Goth metal meets ABBA on Within Temptation’s new album
If Evanescence and ABBA had a baby, it would be Within Temptation. The Dutch band awkwardly combines melodramatic middle-school goth rock with string and horn parts that sound more like 70s pop than metal.
According to the band’s website, their new release, “The Unforgiving,” is a concept album based on a comic book about a medium named Mother Maiden who recruits lost souls to fight evil as penance for their own sins. The album begins with an eerie, yet oddly optimistic intro, “Why Not Me,” in which Mother Maiden claims, “Someone has to take a stand against evil/why should it not be me?” The rest of the album carries out the comic book concept more loosely than the intro with each of the songs telling the stories of different “lost souls” and their struggles.
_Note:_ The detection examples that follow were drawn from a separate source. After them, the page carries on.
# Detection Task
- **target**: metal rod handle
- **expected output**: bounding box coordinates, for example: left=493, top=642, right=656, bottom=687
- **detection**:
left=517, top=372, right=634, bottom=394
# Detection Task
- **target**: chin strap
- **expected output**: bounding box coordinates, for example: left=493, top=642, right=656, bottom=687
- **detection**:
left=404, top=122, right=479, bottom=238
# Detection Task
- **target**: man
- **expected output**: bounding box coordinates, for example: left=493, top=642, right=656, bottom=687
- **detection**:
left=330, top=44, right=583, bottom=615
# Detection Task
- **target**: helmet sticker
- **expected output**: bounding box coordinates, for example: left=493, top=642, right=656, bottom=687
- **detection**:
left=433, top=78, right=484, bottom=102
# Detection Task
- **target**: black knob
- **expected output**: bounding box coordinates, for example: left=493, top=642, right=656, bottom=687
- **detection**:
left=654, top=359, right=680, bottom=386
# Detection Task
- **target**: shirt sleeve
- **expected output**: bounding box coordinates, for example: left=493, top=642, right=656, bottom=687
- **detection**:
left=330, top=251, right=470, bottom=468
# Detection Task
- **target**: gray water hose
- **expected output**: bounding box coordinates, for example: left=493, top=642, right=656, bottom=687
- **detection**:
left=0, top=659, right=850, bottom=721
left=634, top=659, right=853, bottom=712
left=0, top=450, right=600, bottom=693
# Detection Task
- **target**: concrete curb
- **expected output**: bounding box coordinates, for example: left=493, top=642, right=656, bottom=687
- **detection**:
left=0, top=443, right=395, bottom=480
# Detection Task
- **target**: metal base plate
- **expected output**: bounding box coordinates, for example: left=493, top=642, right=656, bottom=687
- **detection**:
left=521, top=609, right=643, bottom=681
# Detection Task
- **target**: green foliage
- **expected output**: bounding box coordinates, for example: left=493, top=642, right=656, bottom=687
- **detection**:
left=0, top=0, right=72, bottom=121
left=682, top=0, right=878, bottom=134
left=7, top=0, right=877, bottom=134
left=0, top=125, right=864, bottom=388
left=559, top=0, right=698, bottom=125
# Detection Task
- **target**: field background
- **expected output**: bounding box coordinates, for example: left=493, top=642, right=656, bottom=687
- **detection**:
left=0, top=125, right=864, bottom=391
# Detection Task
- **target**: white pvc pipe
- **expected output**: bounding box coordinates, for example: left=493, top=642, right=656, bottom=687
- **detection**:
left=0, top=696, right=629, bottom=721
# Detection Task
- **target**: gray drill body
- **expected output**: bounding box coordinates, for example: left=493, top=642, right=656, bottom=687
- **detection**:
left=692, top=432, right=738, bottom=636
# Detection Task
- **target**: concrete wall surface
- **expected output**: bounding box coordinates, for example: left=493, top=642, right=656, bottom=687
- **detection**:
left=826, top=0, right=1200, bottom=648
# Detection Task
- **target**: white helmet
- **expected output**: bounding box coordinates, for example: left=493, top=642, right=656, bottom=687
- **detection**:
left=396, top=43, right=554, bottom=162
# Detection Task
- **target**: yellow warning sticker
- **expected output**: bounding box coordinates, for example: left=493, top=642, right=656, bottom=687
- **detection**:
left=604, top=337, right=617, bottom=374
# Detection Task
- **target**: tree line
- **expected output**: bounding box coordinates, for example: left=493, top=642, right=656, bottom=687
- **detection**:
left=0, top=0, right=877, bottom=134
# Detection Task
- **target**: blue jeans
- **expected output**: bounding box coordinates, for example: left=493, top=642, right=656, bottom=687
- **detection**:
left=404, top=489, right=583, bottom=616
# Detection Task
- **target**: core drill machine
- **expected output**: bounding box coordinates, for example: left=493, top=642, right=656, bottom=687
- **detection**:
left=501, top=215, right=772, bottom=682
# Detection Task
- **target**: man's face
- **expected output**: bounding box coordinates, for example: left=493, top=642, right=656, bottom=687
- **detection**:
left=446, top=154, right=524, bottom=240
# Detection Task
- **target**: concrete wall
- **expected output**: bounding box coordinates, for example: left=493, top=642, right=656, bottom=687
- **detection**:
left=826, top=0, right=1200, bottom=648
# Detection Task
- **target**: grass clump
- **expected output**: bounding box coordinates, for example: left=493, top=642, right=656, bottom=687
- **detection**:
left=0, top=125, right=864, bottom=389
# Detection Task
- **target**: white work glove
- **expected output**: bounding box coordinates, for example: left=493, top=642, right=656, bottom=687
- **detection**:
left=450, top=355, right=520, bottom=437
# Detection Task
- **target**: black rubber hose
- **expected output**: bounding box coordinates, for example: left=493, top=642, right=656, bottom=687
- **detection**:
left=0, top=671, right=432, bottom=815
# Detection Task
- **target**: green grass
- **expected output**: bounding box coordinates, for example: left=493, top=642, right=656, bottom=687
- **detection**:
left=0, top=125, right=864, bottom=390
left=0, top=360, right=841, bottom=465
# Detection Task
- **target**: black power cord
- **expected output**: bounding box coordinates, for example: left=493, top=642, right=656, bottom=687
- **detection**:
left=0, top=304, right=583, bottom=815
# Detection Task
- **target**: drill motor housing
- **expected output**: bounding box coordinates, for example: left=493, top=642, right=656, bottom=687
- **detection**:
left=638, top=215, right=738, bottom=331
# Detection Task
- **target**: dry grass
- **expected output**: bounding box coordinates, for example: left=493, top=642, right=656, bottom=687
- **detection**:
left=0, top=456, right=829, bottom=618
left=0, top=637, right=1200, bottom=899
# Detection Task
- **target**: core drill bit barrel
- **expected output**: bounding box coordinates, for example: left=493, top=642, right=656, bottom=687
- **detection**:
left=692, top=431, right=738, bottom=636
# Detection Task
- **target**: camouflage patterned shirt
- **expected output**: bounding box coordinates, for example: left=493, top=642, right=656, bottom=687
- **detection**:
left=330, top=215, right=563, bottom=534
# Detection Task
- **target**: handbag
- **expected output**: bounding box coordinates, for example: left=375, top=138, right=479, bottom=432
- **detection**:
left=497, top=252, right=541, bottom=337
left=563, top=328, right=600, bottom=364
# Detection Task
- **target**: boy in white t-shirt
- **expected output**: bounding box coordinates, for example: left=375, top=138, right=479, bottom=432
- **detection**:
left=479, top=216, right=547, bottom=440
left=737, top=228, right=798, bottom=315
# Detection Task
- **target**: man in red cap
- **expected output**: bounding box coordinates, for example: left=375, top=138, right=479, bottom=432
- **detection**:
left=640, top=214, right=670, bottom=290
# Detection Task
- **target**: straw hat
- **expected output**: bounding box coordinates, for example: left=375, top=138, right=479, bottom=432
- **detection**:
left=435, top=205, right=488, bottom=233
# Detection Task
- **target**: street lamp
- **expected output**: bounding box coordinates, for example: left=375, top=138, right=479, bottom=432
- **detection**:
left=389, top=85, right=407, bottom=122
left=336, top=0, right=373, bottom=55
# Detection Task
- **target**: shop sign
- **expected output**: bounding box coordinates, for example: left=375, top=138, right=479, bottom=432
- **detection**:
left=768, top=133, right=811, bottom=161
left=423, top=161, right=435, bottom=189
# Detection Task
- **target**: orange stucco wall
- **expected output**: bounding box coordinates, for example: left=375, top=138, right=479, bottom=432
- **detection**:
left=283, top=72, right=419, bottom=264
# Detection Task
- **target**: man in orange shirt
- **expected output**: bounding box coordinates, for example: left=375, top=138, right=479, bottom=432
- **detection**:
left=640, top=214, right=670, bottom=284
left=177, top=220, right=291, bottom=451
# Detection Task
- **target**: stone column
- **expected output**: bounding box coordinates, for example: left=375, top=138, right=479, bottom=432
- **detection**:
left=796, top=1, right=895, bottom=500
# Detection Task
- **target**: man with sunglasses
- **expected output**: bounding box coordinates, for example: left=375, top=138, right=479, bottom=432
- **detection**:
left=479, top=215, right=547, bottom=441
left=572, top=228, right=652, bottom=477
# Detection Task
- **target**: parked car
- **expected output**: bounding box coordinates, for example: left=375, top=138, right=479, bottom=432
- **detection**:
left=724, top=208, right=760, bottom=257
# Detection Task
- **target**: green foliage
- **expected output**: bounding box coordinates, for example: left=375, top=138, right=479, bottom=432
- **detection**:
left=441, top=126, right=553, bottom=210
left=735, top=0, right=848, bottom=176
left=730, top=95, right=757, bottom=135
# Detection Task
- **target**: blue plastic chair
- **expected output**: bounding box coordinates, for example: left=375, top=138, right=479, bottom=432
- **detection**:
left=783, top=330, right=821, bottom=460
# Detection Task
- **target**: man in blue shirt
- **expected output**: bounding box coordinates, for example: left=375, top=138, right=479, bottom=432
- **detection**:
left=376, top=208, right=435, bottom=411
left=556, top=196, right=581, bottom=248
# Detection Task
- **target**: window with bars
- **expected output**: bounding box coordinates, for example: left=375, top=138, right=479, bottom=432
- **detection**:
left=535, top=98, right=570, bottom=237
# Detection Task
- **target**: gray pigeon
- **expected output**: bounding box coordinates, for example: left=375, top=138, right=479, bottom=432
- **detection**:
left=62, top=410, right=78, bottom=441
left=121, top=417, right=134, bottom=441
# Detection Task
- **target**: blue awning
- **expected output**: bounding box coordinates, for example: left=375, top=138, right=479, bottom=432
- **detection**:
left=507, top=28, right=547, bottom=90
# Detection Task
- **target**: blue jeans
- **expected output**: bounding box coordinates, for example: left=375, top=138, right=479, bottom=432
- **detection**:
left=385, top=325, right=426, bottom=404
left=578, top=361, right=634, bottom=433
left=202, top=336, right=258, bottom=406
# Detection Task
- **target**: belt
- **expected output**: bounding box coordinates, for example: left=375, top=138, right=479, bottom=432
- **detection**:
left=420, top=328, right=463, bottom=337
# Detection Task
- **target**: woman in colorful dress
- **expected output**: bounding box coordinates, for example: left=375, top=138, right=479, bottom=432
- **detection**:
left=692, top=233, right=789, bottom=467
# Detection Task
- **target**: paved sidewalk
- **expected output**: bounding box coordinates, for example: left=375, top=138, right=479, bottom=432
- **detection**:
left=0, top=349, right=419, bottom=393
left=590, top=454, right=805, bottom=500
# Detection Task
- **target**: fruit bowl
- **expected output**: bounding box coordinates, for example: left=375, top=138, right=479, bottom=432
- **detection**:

Every song on the album sounds basically the same; the singer’s voice soars over loud guitars and strangely poppy strings. The band has been described as symphonic metal. Though their lyrics deal with demons and lost souls, their sound is not very dark. The more upbeat songs on the album, including “Faster” and “Sinéad,” are especially reminiscent of 70s pop music.
Sharon den Adel, the lead vocalist, is admittedly talented, but her soaring vocals are repetitive and unoriginal. Anyone who doesn’t make a habit of listening to melodramatic goth pop might easily mistake her vocals for those of Evanescence’s Amy Lee. The repetitiveness of Within Temptation’s songs wouldn’t be such a problem if every song weren’t so long; the album is almost an hour long and six of the twelve songs are more than five minutes long.
For the most part, this album is not good. It’s repetitive and the string parts are cheesy. Even for a concept album about a comic book, the lyrics are almost laughably bad. The second-to-last track on the album, “A Demon’s Fate,” contains lyrical gems such as “From the ashes of hate/ It’s a cruel demon’s fate/ On the wings of darkness/ He’s returned to stay/There will be no escape/ Cause he’s fallen far from grace.”
The standout track was “Lost,” a softer song that had nice moments of Spanish-style guitars and strings that actually complimented den Adel’s vocals. Other than this one decent track, the album was not enjoyable.